Yang penting dari kritik ini adalah bahwa teks, dalam hal ini teks Alkitab, bukanlah suatu entitas tertutup yang bersifat self- referential dan otonom. Karena itu realitas tidak dapat direduksi menjadi teks. Kritik yang sama dapat ditujukan kepada kalangan penganut konsep wahyu proposisional yang menghadapi bahaya mereduksi wahyu ilahi menjadi semata-mata pernyataan-pernyataan proposisional. Keyakinan bahwa teks Alkitab adalah firman Tuhan tidak mengurangi fakta bahwa teks itu tidak menunjuk kepada dirinya sendiri. Teks itu mendapatkan wibawa dan otoritas bukan semata-mata (dan terutama) karena teks tersebut dapat membangun suatu dunia simbolik yang koheren. Dan bukan pula karena ia diterima sebagai suatu teks normatif oleh satu komunitas. Kebenaran dari teks (the truth of statement) tergantung sepenuhnya pada referensinya, yakni kesetiaan dan ketepatan dalam menunjuk kepada suatu realitas ontologis (the truth of being). Thomas Torrance mengemukakan hal ini dengan cara berikut:

Pernyataan-pernyataan Alkitabiah adalah benar bukan karena pernyataan-pernyataan itu menangkap kebenaran di dalam diri mereka sendiri, tetapi karena mereka menunjuk kepada kebenaran di luar mereka.... Pernyataan-pernyataan itu benar dalam artian mereka secara setia menunjuk kepada kebenaran - karena itulah, pernyataan- pernyataan Alkitabiah perlu dimengerti dan ditafsirkan menurut realitas yang mereka tunjuk, bukan sebaliknya."

Penulis yang sama, dalam buku yang lain, pernah menulis sebuah kalimat (yang rupanya agak sulit diterjemahkan tanpa kehilangan kekuatan dan keindahan kalimat tersebut) tentang kemustahilan mereduksi being ke dalam pernyataan: "No more than you can picture in a picture how a picture pictures what it pictures, without reducing everything to a picture, can you state in statements how statements are related to being without reducing everything to statements."[18]

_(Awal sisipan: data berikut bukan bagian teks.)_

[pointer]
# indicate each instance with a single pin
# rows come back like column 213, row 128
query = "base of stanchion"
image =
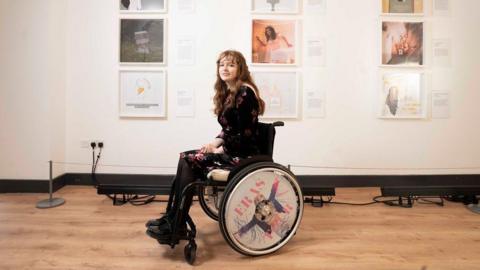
column 474, row 208
column 47, row 203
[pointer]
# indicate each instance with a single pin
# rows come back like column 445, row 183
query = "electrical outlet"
column 84, row 144
column 98, row 141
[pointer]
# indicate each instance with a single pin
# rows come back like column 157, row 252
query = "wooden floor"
column 88, row 232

Pada dasarnya, hermeneutika intratekstual yang dikembangkan oleh pascaliberalisme menggeser terlalu jauh fokus teologis sehingga kecenderungan menjadi hermeneutika formalistik tidak dapat dihindarkan. Bila referensi, ontologi, dan juga historisitas menjadi unsur-unsur yang terlalaikan, maka tidak heran bila makna esensial tekstualitas menjadi hilang. Bila diterapkan dalam suatu komunitas yang nyata, yang berlandaskan hidup bukan hanya pada suatu sistem semiotik, tetapi juga pada keyakinan dan kebenaran, maka kecenderungan formalistik itu, agar dapat menjadi praktis, akhirnya menjadi pragmatis.

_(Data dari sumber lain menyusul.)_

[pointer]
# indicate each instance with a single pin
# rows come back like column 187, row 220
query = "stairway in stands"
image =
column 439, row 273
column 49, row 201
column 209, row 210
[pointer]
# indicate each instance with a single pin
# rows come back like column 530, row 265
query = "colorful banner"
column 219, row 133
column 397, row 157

Hal ini jelas terlihat dalam program teologi pascaliberal dalam wacana mereka tentang kebenaran. Lindbeck, misalnya, pada satu pihak memang menekankan teks atau sistem semiotik, tetapi pada pihak lain, dalam proses hermeneutika, teks rupanya bukan suatu entitas objektif yang stabil. Ia tidak direlatifkan oleh objek referensinya (sebagaimana di dalam Barth atau Torrance), tetapi, dalam Lindbeck, ia direlatifkan oleh disposisi pembaca atau pengujar teks. Dalam memunculkan makna dan kebenaran, peranan pembaca menjadi sangat definitif. Dalam konteks inilah, teologi pascaliberal, dalam tradisi Wittgensteinian dan Austinian, menekankan kebenaran sebagai performative truth, atau apa yang Lindbeck sebut sebagai intrasystemic truth."[19] Wacana ini tidak lagi memandang kebenaran sebagai sesuatu yang substantif dan ontologis, tetapi lebih dalam pengertian kategorial dan pragmatik. Pernyataan Kristen dianggap benar bila pernyataan itu, pertama, koheren dengan kategori-kategori sistem semiotik atau the web of beliefs komunitas Kristen; dan kedua, koheren dengan the form of life atau total relevant context dari komunitas tersebut, yakni sistem praktis yang telah "menubuh" dalam komunitas itu. Pernyataan Christus est Dominus, misalnya, bagi Lindbeck adalah kalimat tanpa makna dan bahkan tanpa kebenaran bila diteriakkan oleh seorang prajurit perang salib ketika ia sedang menebas kepala musuhnya. Dalam konteks perbuatan tersebut, yang jelas kontradiktif dengan konsep ketuhanan Kristus dalam narasi kekristenan, pernyataan Christus est Dominus adalah salah. Secara kategorial, kalimat itu benar, tetapi secara intrasistemik, kalimat itu salah. Karena itu, secara ontologis, tidak mungkin pernyataan tersebut benar bila secara intrasistemik ia salah.[20] Dalam satu kalimat yang sangat kuat, dia mengatakan bahwa pernyataan religius "acquires the propositional truth of ontological correspondence only insofar as it is a performance, an act or deed, which helps create that correspondence."[21]

KESIMPULAN

Bila pengertian ini ditarik cukup ekstrim, maka pengertian intratekstualitas dalam pascaliberalisme menjadi semacam pembenaran bagi peran komunitas untuk memberi makna dan kebenaran pada teks. Hal ini dapat terjadi karena teks tidak mendapatkan kekuatan dari realitas atau ontologi yang ditunjuk. Teks memang tidak stabil dalam menangkap kebenaran, tetapi ia dapat menjadi penunjuk (signifier) kepada kebenaran (signified). Pada Barth, tidak ada kekuatiran apakah teks, yang adalah bahasa manusia, mampu berkorespondensi dengan ontologi yang bersifat ilahi. Korespondensi itu dapat tercipta bukan karena disposisi komunitas Kristen, tetapi karena wahyu ilahi di dalam Yesus Kristus.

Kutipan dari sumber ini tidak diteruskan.